Secondo ricerche effettuate nell’università di Harvard, la durata media del ritmo circadiano umano è di 24h15m. Nei soggetti con sindrome da ciclo sonno-veglia alterato la durata è anche più lunga, quasi mai più corta.
Ebbene, il nostro ritmo circadiano viene costantemente aggiustato grazie agli stimoli ambientali, in primo luogo la luce, che con la sua mancanza sollecita la produzione di melatonina, un ormone prodotto dalla ghiandola pineale che prodotto nelle giuste quantità agevola il ritmo sonno-veglia.
Alcune ricerche dimostrano come la luce blu e verde aiutino a mantenerci svegli e vigili, mentre possono disturbare il processo di addormentamento se vi siamo esposti nelle ore immediatamente precedenti il sonno. Al contrario, luci di colori caldi (giallo, arancione, rosso) sono le più indicate nelle ore serali. Questo deriva sicuramente da atavici condizionamenti ambientali, con il colore del cielo e quello della vegetazione a essere i predominanti durante le ore di luce, al contrario del colore caldo del fuoco, l’unico possibile durante la notte.

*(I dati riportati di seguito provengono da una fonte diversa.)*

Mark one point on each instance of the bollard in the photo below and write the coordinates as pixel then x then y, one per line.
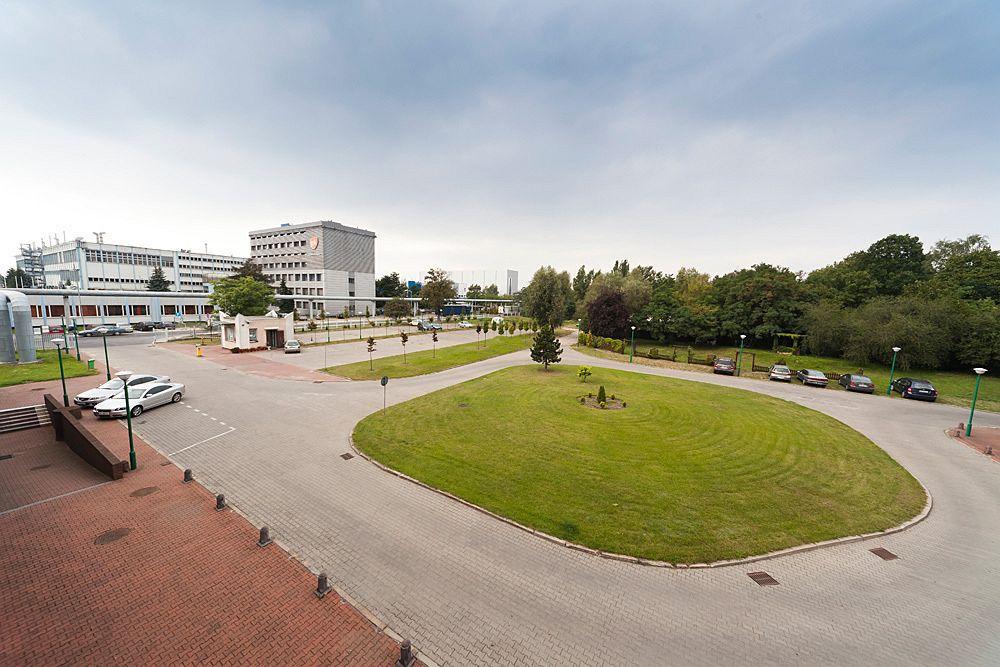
pixel 405 654
pixel 322 585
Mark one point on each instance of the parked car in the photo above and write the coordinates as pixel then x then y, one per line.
pixel 780 373
pixel 812 377
pixel 724 365
pixel 921 390
pixel 140 398
pixel 94 396
pixel 855 382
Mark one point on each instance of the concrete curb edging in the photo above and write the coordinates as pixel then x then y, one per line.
pixel 924 513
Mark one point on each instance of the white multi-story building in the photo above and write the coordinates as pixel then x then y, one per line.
pixel 107 266
pixel 319 259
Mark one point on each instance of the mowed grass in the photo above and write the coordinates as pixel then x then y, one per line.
pixel 46 369
pixel 686 473
pixel 428 361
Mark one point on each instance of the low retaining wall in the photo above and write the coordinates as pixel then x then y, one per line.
pixel 70 429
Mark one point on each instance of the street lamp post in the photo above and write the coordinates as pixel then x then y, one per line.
pixel 62 376
pixel 739 356
pixel 975 394
pixel 892 370
pixel 107 364
pixel 124 376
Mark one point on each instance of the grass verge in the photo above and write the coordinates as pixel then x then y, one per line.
pixel 687 472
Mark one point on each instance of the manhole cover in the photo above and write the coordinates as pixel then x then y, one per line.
pixel 763 578
pixel 884 554
pixel 110 536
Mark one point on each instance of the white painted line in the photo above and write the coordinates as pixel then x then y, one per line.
pixel 231 429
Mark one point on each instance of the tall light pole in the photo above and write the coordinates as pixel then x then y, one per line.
pixel 124 376
pixel 739 356
pixel 975 394
pixel 892 370
pixel 62 376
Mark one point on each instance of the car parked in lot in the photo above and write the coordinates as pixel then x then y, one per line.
pixel 921 390
pixel 812 377
pixel 856 382
pixel 724 366
pixel 140 399
pixel 113 386
pixel 780 373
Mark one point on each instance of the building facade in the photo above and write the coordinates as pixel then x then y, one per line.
pixel 106 266
pixel 319 259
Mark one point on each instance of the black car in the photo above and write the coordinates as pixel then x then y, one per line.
pixel 859 383
pixel 724 365
pixel 921 390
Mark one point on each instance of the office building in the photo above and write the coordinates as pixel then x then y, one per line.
pixel 319 259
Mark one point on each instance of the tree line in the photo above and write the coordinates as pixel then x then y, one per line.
pixel 940 304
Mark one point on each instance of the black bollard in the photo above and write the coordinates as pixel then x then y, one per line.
pixel 322 585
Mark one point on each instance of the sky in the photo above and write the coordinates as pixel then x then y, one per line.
pixel 488 135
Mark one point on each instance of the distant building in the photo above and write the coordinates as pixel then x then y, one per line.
pixel 317 259
pixel 504 279
pixel 107 266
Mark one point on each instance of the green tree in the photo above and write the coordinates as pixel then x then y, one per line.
pixel 546 348
pixel 437 290
pixel 241 295
pixel 157 281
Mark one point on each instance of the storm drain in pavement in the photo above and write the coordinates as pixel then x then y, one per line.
pixel 884 554
pixel 763 578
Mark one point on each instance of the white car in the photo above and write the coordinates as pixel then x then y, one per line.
pixel 92 397
pixel 140 399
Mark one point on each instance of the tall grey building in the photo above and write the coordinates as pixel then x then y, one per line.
pixel 322 258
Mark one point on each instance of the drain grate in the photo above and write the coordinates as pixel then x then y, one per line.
pixel 763 578
pixel 110 536
pixel 884 554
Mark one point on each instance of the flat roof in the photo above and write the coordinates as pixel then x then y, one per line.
pixel 326 224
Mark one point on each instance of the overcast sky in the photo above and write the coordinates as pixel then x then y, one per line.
pixel 492 135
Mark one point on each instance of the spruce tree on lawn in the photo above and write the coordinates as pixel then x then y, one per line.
pixel 546 348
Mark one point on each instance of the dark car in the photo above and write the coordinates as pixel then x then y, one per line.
pixel 724 365
pixel 859 383
pixel 921 390
pixel 812 377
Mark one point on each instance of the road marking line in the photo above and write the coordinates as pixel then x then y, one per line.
pixel 231 429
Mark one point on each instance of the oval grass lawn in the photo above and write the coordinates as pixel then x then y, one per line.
pixel 687 472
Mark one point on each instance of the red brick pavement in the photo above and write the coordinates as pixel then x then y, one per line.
pixel 184 584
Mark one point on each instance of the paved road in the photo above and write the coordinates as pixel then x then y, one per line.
pixel 471 590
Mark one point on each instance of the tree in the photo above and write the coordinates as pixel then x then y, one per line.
pixel 157 281
pixel 547 295
pixel 250 269
pixel 437 290
pixel 546 348
pixel 389 286
pixel 285 306
pixel 241 295
pixel 396 308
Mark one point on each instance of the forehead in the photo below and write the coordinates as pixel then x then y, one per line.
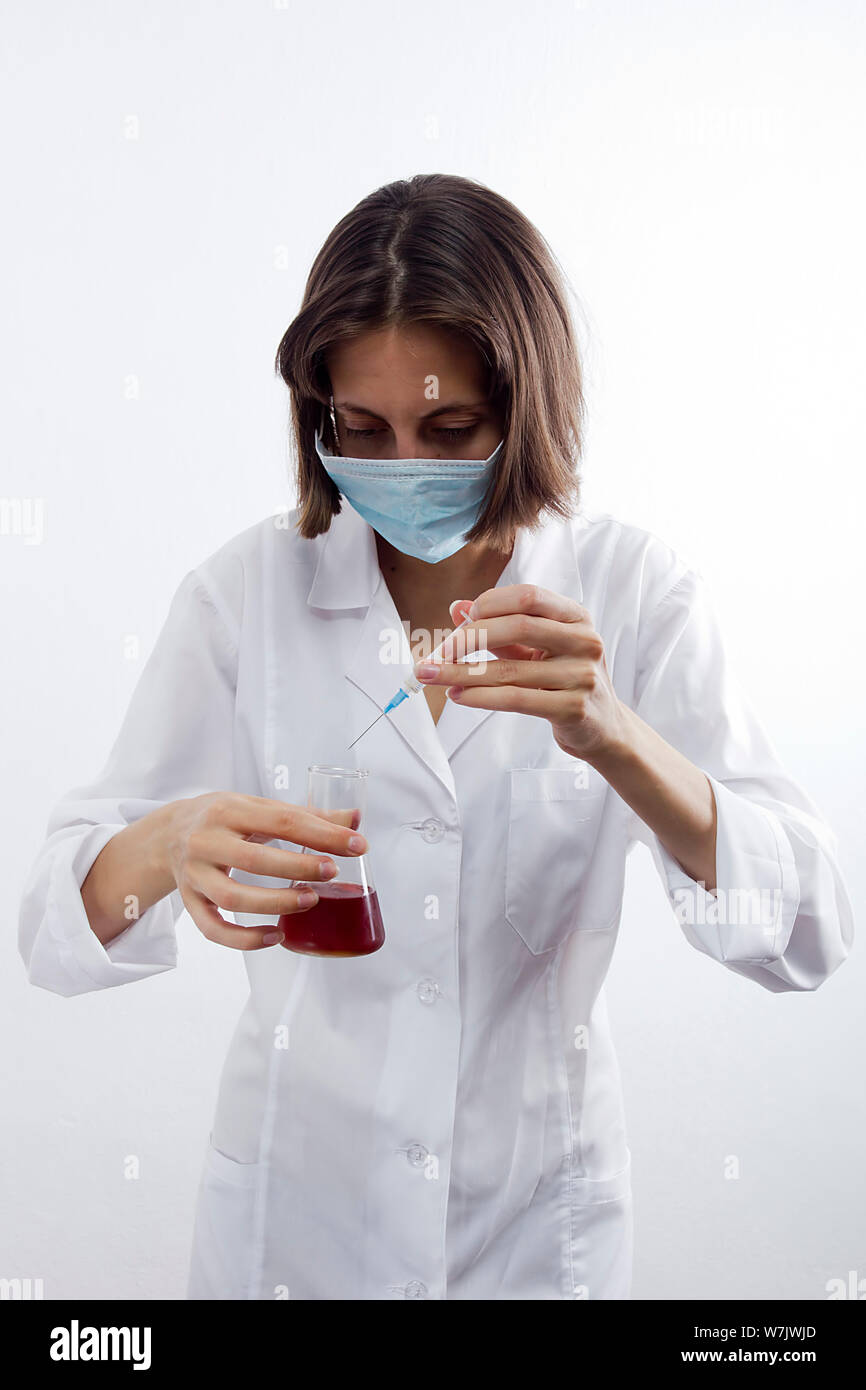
pixel 399 360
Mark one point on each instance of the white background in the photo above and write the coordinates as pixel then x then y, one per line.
pixel 173 170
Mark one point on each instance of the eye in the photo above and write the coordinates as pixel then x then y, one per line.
pixel 456 434
pixel 451 435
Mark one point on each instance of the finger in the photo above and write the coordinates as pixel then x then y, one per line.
pixel 530 598
pixel 558 674
pixel 224 933
pixel 523 628
pixel 231 851
pixel 230 895
pixel 459 609
pixel 350 818
pixel 519 699
pixel 298 824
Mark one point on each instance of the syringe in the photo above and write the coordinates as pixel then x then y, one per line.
pixel 412 684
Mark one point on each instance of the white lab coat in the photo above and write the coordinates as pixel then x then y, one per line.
pixel 441 1119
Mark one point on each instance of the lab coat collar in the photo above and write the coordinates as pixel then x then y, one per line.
pixel 348 576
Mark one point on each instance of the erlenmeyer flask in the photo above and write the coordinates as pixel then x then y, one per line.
pixel 346 920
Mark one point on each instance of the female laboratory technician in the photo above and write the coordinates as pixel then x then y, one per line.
pixel 441 1118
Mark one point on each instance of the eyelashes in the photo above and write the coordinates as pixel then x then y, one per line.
pixel 451 435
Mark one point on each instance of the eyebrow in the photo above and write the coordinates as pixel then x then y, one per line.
pixel 439 410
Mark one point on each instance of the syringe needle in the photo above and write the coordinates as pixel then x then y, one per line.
pixel 366 730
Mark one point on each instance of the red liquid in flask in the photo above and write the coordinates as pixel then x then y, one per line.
pixel 346 920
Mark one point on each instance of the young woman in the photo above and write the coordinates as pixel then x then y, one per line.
pixel 441 1118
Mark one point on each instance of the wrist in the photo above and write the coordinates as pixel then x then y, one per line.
pixel 619 745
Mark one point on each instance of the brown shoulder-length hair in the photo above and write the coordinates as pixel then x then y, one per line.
pixel 446 250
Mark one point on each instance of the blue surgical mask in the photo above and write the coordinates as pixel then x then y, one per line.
pixel 421 506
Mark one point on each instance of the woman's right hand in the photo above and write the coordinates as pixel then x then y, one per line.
pixel 210 834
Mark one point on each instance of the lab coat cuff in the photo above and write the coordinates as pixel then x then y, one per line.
pixel 749 916
pixel 146 947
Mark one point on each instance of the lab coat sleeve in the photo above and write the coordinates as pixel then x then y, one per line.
pixel 174 741
pixel 781 913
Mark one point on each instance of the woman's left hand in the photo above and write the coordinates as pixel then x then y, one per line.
pixel 551 662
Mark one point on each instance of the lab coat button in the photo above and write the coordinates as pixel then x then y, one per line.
pixel 427 991
pixel 431 830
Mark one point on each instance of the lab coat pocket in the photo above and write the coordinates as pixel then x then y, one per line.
pixel 223 1237
pixel 553 823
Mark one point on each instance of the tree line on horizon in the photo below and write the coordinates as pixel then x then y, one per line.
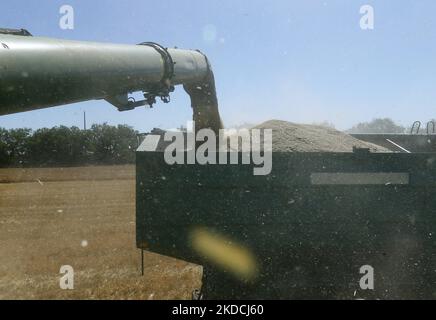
pixel 64 146
pixel 104 144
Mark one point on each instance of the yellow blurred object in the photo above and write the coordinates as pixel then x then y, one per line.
pixel 224 253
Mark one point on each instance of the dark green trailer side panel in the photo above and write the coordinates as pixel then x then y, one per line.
pixel 310 235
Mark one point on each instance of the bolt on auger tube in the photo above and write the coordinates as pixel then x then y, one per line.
pixel 38 73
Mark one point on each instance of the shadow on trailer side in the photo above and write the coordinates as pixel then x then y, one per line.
pixel 302 232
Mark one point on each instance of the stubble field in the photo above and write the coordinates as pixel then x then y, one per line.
pixel 85 218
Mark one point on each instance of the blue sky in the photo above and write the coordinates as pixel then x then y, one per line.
pixel 301 61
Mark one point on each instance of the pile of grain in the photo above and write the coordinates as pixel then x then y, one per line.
pixel 291 137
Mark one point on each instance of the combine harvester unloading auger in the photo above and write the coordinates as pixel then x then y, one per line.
pixel 320 225
pixel 38 73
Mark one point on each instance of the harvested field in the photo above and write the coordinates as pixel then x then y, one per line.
pixel 83 217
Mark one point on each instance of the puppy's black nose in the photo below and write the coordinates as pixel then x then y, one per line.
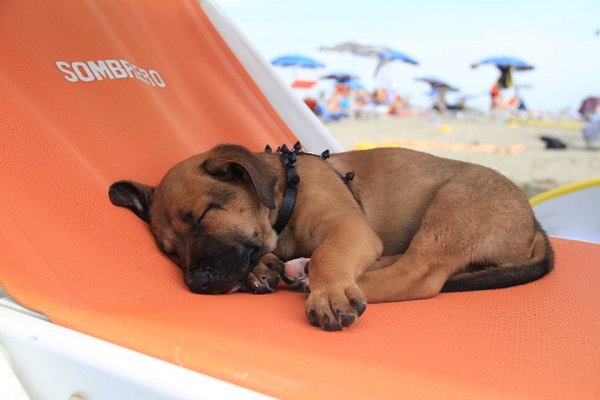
pixel 198 281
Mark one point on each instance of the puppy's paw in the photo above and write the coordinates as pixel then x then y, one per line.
pixel 295 274
pixel 335 308
pixel 261 280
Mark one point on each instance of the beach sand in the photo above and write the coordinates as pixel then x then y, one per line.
pixel 511 147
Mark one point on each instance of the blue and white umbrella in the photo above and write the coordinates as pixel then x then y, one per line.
pixel 297 61
pixel 505 62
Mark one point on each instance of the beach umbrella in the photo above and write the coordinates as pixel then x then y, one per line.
pixel 296 60
pixel 505 64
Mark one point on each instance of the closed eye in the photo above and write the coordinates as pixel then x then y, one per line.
pixel 201 219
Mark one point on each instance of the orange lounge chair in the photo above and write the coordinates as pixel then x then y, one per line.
pixel 97 91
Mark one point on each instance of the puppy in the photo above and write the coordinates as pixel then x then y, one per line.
pixel 379 225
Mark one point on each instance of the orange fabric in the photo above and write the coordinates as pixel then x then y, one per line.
pixel 67 252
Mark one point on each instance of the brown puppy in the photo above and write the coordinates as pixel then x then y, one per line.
pixel 408 226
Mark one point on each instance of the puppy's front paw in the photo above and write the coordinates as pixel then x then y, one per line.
pixel 295 274
pixel 261 280
pixel 335 308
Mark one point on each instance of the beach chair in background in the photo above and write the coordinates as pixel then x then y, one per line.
pixel 571 211
pixel 101 90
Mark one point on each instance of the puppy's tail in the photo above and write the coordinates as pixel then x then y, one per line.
pixel 502 276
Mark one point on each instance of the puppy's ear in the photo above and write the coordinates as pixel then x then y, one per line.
pixel 233 162
pixel 135 196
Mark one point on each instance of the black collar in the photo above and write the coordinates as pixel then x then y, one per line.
pixel 288 158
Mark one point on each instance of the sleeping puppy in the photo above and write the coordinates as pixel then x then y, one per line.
pixel 379 225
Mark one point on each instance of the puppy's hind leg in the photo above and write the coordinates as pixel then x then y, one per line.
pixel 419 273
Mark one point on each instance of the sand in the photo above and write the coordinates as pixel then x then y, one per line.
pixel 512 147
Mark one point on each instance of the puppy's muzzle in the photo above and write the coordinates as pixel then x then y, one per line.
pixel 223 272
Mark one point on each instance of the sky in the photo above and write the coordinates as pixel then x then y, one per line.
pixel 560 38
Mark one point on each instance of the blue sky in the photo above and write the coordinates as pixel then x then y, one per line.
pixel 558 37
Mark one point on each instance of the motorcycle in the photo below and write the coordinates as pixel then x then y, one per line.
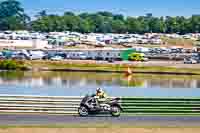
pixel 90 105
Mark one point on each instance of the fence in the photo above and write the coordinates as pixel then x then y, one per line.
pixel 69 105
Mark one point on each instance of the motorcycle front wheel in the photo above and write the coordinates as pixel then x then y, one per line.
pixel 115 111
pixel 83 111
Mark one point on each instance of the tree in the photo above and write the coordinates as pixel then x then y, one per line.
pixel 41 14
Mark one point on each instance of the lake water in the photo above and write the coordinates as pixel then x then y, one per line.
pixel 79 84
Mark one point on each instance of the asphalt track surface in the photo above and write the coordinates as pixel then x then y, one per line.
pixel 162 121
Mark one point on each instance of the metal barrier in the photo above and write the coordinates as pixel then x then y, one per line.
pixel 69 105
pixel 165 106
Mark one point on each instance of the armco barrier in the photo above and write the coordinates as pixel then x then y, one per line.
pixel 69 105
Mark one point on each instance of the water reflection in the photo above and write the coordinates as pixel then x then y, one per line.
pixel 78 79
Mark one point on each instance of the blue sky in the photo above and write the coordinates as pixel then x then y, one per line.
pixel 126 7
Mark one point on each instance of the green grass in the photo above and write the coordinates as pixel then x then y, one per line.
pixel 105 125
pixel 110 67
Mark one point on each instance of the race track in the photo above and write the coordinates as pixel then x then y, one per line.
pixel 137 121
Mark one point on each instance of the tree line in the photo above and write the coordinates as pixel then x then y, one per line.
pixel 13 17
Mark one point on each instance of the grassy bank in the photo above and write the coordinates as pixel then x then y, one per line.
pixel 106 67
pixel 13 65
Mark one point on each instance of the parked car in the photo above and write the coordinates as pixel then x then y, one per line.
pixel 190 61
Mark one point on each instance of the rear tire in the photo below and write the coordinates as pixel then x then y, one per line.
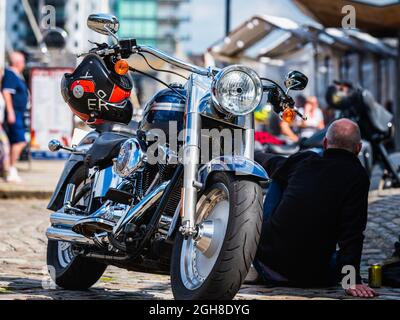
pixel 238 244
pixel 66 269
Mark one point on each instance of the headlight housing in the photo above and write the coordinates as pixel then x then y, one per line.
pixel 236 90
pixel 130 158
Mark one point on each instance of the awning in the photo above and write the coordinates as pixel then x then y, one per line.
pixel 377 17
pixel 275 37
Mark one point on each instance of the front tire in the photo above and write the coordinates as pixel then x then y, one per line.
pixel 68 270
pixel 214 266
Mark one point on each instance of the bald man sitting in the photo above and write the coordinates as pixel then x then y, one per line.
pixel 315 204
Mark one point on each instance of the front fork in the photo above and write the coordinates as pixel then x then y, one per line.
pixel 191 156
pixel 191 152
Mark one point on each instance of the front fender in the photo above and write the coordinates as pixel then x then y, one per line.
pixel 237 164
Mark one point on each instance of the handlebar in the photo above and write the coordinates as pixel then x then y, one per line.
pixel 172 60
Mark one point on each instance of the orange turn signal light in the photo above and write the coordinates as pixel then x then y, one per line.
pixel 288 115
pixel 121 67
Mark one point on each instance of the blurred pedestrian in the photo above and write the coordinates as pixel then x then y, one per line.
pixel 4 144
pixel 315 118
pixel 15 92
pixel 289 131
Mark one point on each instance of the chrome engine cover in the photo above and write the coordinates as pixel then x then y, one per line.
pixel 130 159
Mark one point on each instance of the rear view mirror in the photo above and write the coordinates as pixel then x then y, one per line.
pixel 103 23
pixel 295 80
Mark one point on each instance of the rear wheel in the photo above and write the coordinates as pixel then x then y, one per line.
pixel 214 264
pixel 68 270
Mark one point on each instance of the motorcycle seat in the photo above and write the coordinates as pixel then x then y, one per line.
pixel 286 149
pixel 105 148
pixel 125 129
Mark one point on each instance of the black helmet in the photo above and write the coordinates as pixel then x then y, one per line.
pixel 95 94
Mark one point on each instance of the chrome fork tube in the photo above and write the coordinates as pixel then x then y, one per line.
pixel 191 156
pixel 249 137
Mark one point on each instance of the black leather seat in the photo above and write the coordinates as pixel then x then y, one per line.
pixel 124 129
pixel 104 149
pixel 287 149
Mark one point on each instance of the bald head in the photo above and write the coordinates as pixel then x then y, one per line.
pixel 17 61
pixel 343 134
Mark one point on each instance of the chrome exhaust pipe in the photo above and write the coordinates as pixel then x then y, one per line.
pixel 140 208
pixel 63 234
pixel 64 220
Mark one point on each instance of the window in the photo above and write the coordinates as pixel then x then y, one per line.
pixel 137 9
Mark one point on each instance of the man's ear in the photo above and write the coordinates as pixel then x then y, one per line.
pixel 358 148
pixel 325 143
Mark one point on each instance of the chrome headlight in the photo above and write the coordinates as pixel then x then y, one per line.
pixel 130 158
pixel 236 90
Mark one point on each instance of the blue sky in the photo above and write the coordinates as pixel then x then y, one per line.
pixel 207 22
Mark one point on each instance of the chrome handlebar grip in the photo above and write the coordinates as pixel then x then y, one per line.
pixel 172 60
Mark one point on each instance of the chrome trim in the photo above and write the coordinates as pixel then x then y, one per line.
pixel 95 225
pixel 197 89
pixel 134 160
pixel 140 208
pixel 174 61
pixel 104 180
pixel 249 137
pixel 236 68
pixel 174 220
pixel 168 106
pixel 237 164
pixel 63 234
pixel 61 219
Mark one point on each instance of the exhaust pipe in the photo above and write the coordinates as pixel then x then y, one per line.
pixel 62 223
pixel 63 234
pixel 140 208
pixel 64 220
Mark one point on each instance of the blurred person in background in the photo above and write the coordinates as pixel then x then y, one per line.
pixel 288 131
pixel 4 144
pixel 315 118
pixel 15 92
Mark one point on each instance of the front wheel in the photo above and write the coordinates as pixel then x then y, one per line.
pixel 214 264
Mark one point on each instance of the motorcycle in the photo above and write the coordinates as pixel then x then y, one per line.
pixel 198 221
pixel 376 128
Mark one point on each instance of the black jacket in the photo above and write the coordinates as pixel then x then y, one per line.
pixel 324 205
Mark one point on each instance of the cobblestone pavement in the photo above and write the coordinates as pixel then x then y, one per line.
pixel 23 247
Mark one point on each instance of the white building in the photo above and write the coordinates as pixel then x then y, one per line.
pixel 76 12
pixel 70 15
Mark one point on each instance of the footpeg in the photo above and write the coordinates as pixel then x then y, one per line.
pixel 92 225
pixel 119 196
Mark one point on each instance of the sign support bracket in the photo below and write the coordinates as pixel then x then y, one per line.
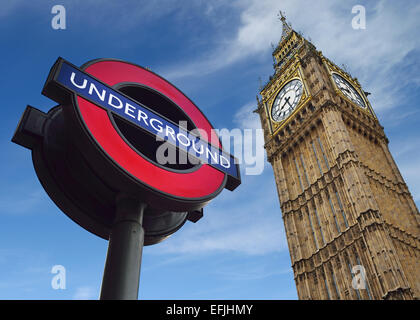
pixel 122 267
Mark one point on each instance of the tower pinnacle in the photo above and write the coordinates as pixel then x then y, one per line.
pixel 286 26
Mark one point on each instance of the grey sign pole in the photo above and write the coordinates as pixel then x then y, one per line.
pixel 123 261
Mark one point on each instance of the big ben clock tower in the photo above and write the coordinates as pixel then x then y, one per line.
pixel 352 226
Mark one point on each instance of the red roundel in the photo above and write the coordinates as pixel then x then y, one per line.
pixel 200 183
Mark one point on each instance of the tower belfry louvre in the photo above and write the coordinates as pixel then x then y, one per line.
pixel 352 227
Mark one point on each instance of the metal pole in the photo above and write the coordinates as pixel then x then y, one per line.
pixel 123 260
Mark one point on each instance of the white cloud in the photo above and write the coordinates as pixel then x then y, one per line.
pixel 373 54
pixel 247 221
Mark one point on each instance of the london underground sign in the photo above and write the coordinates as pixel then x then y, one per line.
pixel 100 145
pixel 73 80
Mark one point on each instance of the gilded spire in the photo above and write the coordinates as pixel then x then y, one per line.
pixel 286 26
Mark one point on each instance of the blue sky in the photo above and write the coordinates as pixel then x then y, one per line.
pixel 214 51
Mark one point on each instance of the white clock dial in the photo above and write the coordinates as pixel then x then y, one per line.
pixel 348 90
pixel 287 100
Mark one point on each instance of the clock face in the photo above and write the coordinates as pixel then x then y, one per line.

Per addormentarsi più facilmente, è quindi meglio evitare l’uso di computer ed altri schermi prima di andare a letto, preferendo una luce calda ad illuminare un buon libro che ci accompagni tra le braccia di Morfeo.L’importanza della luce è dimostrata anche dalla ricerca su persone cieche, il cui ritmo era fuori fase, con effetti collaterali quali insonnia e sonnolenza diurna. Nelle persone con cecità totale, la prevalenza della sindrome da ciclo sonno-veglia alterato va dal 50 al 75%. Nella popolazione in generale, ha una prevalenza di 1 persona su 2.000: stiamo parlando quindi di un disturbo raro, anche se potrebbe essere corretto per difetto in quanto molte persone con questo disturbo non lo comunicano al proprio medico.